TCP vs UDP¶
TCP (Transmission Control Protocol) — reliable, ordered, connection-oriented. Uses 3-way handshake, retransmissions, flow control. Used for: HTTP, FTP, email. UDP (User Datagram Protocol) — unreliable, no ordering, connectionless. Lower latency, no overhead. Used for: DNS, streaming, gaming, VoIP. Choose TCP when data integrity matters, UDP when speed matters.
Key Concepts¶
Deep Dive: TCP vs UDP Comparison
| Feature | TCP | UDP |
|---|---|---|
| Connection | Connection-oriented | Connectionless |
| Reliability | Guaranteed delivery | Best-effort |
| Ordering | Maintained | Not guaranteed |
| Speed | Slower (overhead) | Faster |
| Header size | 20 bytes | 8 bytes |
| Flow control | Yes (sliding window) | No |
| Congestion control | Yes | No |
| Use case | Web, email, file transfer | Streaming, DNS, gaming |
Deep Dive: TCP 3-Way Handshake
Client Server
│ │
│── SYN ──────────→│ 1. Client requests connection
│ │
│←── SYN-ACK ──────│ 2. Server acknowledges + requests
│ │
│── ACK ──────────→│ 3. Client acknowledges
│ │
│ Connection Established │
TCP teardown (4-way):
Deep Dive: TCP Reliability Mechanisms
- Sequence numbers: Track byte order
- Acknowledgments: Confirm receipt
- Retransmission: Resend lost packets (timeout)

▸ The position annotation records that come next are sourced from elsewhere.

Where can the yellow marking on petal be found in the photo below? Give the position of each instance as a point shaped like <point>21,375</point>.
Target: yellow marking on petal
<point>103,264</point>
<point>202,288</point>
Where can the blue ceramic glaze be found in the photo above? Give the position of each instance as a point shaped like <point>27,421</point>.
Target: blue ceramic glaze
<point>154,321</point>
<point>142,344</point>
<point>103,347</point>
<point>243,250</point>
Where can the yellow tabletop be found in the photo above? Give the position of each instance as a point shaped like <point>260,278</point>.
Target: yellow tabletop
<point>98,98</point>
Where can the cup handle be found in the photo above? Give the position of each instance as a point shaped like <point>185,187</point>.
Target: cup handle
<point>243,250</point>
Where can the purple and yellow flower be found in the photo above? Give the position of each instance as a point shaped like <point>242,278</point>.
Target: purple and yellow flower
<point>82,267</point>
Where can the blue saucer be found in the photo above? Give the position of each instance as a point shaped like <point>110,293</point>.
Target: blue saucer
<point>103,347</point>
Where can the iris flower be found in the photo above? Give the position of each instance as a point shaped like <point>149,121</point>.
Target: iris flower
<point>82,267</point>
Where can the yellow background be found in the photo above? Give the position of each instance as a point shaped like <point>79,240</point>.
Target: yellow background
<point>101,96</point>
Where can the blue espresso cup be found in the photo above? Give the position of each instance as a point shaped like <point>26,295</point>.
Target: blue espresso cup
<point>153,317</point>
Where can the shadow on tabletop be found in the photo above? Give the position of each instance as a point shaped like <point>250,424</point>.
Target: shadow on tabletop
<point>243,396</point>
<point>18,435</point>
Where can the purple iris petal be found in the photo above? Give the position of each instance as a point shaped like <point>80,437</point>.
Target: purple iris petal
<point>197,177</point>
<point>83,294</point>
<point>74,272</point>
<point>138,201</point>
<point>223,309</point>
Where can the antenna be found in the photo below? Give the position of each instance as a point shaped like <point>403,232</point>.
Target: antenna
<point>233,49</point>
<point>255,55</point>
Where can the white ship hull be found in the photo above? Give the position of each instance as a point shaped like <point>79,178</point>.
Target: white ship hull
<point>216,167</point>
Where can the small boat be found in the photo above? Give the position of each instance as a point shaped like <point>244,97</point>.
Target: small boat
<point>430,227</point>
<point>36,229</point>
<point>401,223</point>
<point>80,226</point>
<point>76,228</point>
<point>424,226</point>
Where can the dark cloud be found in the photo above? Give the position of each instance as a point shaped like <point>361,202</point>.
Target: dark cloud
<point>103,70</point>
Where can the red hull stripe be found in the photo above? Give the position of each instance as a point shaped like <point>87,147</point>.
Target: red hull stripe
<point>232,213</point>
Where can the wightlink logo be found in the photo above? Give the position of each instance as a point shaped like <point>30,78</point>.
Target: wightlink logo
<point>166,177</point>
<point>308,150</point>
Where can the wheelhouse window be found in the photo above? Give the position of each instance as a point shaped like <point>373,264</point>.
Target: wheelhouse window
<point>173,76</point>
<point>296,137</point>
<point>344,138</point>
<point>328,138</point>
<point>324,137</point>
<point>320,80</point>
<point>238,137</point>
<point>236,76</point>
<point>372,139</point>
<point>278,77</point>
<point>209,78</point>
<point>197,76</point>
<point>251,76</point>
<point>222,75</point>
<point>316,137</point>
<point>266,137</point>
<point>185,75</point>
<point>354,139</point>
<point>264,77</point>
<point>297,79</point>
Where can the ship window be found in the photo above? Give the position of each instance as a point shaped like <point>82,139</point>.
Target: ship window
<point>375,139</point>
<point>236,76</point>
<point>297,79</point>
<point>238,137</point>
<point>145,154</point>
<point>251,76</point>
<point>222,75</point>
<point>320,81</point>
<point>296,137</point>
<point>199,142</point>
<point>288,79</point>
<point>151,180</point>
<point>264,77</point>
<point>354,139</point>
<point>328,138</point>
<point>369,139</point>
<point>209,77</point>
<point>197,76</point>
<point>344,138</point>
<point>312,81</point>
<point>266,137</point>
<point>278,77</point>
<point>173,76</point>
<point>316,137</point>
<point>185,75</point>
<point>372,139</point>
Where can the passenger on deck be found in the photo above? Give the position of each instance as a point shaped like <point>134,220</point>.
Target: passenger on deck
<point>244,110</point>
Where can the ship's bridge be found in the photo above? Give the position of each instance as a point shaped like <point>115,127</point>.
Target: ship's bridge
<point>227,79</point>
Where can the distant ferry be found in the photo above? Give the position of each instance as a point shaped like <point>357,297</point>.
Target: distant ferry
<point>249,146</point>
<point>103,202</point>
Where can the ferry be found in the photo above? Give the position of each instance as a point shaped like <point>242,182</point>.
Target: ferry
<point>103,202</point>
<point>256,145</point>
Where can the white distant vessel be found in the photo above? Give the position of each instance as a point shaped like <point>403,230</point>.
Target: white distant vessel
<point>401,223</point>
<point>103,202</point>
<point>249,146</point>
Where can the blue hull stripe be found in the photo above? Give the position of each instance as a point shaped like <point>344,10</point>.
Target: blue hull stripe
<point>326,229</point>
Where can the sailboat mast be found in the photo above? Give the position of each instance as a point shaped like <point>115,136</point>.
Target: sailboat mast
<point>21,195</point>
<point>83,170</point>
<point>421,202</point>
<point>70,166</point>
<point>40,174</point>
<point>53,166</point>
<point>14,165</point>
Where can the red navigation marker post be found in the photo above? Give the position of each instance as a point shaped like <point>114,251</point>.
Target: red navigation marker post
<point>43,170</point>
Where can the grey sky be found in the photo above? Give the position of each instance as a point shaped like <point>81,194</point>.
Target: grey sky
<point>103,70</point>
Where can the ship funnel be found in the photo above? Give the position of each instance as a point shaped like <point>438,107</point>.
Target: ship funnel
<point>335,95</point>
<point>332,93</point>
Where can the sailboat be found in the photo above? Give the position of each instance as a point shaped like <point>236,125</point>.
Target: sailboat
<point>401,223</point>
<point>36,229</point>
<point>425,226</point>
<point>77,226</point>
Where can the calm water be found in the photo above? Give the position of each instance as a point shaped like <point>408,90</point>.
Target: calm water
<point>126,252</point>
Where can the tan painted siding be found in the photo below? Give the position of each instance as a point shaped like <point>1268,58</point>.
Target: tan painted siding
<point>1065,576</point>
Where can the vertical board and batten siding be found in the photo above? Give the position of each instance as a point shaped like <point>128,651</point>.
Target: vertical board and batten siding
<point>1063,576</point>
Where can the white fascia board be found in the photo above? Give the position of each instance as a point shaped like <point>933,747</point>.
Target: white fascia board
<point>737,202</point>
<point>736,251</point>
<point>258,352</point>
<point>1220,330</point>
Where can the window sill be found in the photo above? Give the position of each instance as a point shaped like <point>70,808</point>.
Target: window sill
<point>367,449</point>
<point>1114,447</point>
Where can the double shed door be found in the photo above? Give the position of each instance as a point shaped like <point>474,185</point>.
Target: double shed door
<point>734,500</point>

- Flow control: Receiver advertises window size
- Congestion control: Slow start, congestion avoidance
Common Interview Questions
- What is the difference between TCP and UDP?
- Explain the TCP 3-way handshake.
- Why is UDP faster than TCP?
- When would you use UDP over TCP?
- What is flow control? Congestion control?